DprConfig

Bases: SingleVectorBiEncoderConfig

Configuration class for a DPR model.

A DPR model encodes queries and documents separately. Before computing the similarity score, the contextualized token embeddings are aggregated to obtain a single embedding using a pooling strategy. Optionally, the pooled embeddings can be projected using a linear layer.

Parameters:

query_length (int | None) – Maximum number of tokens per query. If None does not truncate. Defaults to 32.
doc_length (int | None) – Maximum number of tokens per document. If None does not truncate. Defaults to 512.
similarity_function (Literal["cosine", "dot"]) – Similarity function to compute scores between query and document embeddings.

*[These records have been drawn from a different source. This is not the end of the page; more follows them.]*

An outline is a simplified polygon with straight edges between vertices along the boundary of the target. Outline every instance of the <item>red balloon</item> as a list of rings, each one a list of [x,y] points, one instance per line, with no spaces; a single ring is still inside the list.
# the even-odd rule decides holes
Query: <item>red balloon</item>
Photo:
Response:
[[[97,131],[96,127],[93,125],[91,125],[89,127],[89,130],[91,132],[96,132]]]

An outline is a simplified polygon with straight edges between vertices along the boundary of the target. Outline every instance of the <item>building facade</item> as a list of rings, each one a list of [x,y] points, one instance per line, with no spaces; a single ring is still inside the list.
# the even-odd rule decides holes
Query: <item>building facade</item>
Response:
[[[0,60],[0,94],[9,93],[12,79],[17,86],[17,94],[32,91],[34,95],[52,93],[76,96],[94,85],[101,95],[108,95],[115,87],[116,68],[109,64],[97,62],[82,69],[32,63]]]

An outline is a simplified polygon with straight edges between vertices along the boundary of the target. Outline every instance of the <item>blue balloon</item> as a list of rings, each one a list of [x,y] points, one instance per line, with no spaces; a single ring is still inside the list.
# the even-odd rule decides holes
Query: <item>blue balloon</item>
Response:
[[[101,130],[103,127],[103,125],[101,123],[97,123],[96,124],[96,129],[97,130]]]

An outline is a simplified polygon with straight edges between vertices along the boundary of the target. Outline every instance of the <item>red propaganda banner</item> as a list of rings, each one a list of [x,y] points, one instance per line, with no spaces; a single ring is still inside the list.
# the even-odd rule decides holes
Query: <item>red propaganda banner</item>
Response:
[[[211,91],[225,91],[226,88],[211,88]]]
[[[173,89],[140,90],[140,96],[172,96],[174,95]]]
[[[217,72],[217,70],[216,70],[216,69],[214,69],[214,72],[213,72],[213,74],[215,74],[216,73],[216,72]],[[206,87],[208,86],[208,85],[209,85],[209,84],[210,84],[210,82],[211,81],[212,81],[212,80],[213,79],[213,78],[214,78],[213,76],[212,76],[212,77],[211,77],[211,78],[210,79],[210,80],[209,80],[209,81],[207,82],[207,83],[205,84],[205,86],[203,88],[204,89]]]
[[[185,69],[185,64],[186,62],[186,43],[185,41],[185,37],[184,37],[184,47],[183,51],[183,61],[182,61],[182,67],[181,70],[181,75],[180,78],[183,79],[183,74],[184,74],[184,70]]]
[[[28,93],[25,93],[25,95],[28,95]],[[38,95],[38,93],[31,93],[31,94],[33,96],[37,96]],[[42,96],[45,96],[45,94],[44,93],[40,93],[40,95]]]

Defaults to “dot”.
normalization_strategy (Literal['l2'] | None) – Whether to normalization_strategy query and document embeddings. Defaults to None.
sparsification_strategy (Literal['relu', 'relu_log', 'relu_2xlog'] | None) – Whether and which sparsification_strategy function to apply. Defaults to None.
add_marker_tokens (bool) – Whether to add marker tokens to the input sequences. Defaults to False.
pooling_strategy (Literal["first", "mean", "max", "sum"]) – Pooling strategy for query and document embeddings. Defaults to “first”.
embedding_dim (int | None) – Dimension of the final embeddings. If None, it will be set to the hidden size of the backbone model. Defaults to None.
projection (Literal["linear", "linear_no_bias"] | None) – type of projection layer to apply on the pooled embeddings. If None, no projection is applied. Defaults to “linear”.

Methods

__init__([query_length, doc_length, ...])

A DPR model encodes queries and documents separately.

Attributes

model_type

Model type for a DPR model.

model_type: str = 'lir-dpr': Model type for a DPR model.